Plain bile would come from the liver​

According to ancient beliefs the human being and other living creatures are interconnected by the means of fours elements, i.e. fire, earth, air and water, which – based on the teachings of Hippocrates and Galen – are in turn related to bodily fluids, the so-called humours, i.e. yellow bile, black bile, blood and phlegm. The physical condition of the human body is affected by their proportions and any disturbances in their level might lead to a disease. They also define one’s temperament (choleric, melancholic, sanguine or phlegmatic), pointing to the psychosomatic, inseparable interdependence between the spirit and the body. Thus, the temperament – a mixture of Hippocratic fluids – is on the one hand biologically predetermined, and on the other hand it specifies the individual type of one’s psyche.

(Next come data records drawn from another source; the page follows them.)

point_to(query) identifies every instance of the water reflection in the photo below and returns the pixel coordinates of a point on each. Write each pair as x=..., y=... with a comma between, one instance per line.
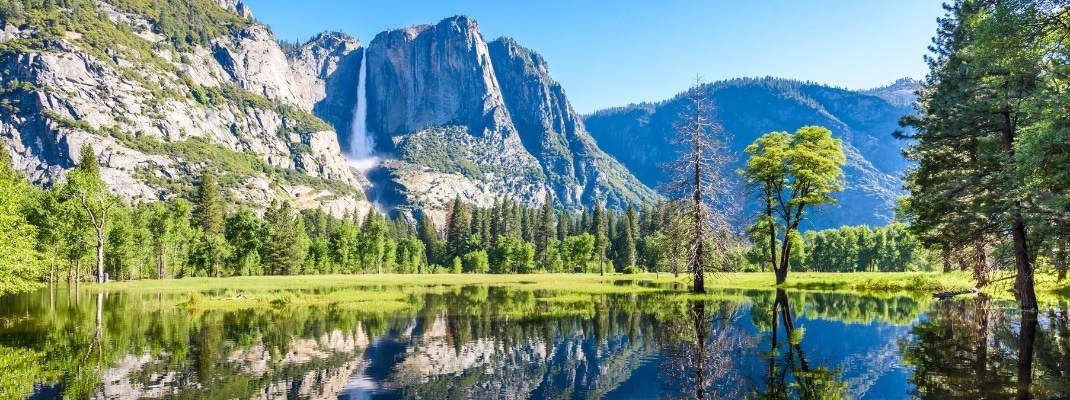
x=790, y=374
x=978, y=349
x=705, y=347
x=492, y=342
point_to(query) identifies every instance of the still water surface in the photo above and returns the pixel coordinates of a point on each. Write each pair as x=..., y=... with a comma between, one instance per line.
x=497, y=342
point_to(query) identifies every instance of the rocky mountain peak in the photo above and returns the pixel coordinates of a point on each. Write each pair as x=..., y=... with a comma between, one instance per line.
x=432, y=75
x=237, y=6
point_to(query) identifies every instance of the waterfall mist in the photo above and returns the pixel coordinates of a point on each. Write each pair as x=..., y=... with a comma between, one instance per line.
x=362, y=145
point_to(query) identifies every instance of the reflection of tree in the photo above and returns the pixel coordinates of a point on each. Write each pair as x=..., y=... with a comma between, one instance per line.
x=705, y=349
x=790, y=373
x=1026, y=339
x=971, y=350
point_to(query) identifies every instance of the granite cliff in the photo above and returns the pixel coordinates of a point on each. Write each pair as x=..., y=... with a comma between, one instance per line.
x=461, y=116
x=163, y=103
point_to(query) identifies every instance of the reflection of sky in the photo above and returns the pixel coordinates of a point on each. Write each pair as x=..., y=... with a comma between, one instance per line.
x=868, y=354
x=418, y=354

Dorota Buczkowska’s drawings focus on combining physiology with psyche and on connecting the flows of emotions with the flows of bodily fluids; they explore various spaces of corporeality, sensuality, feelings and mind. Organised in a kind of a tableau, i.e. a nearly academic collection or a collection typical of natural sciences, they imperceptibly turn from abstract forms into the organic, figurative and fantastic ones. They preserve their complete autonomy and interconnectedness, ensuing from a great concentration and centrifugal energy, dragging the viewer deeper and deeper towards the invisible centre. Their materiality – density and saturation in combination with their transparency – result from the materials applied, i.e. colourful makeup products. Posing no barrier to the light, they resemble X-rays of rather undefined emotional organs, concentrations, combinations, fractures. The materiality of the dense tissue in the drawings is combined with the corporeality of the both forms and artistic gesture itself, with the inclusion of the direct relation of touch, i.e. the moments of connection between the colour applied and the living, warm skin. For a second there, a layer of black, thick lines subconsciously makes you think of a gentle movement of eyelashes, deep red – of the contour of the mouth, beige – of cheekbones glistening from under the layer of rouge. All of it, however, is already devoid of shape, blurred into abstract curls and stains, with the afterimage resembling the sensuality of the body, equivocal emotions, intensified presence and emptiness.

Not clearly defined fragments balancing at the very borderline of their recognisability seem to be close, intimate, natural, but at the same time artificial and separated, like dead cells, secretions already disconnected from the living circulation and human structures. As if in a laboratory, they are subject to observation and analysis; however, not a cold and distanced one, but carried out in the spirit of co-sympathy and with the need to find in these shreds our own – missing, lost, decayed, but potentially still active – life substances.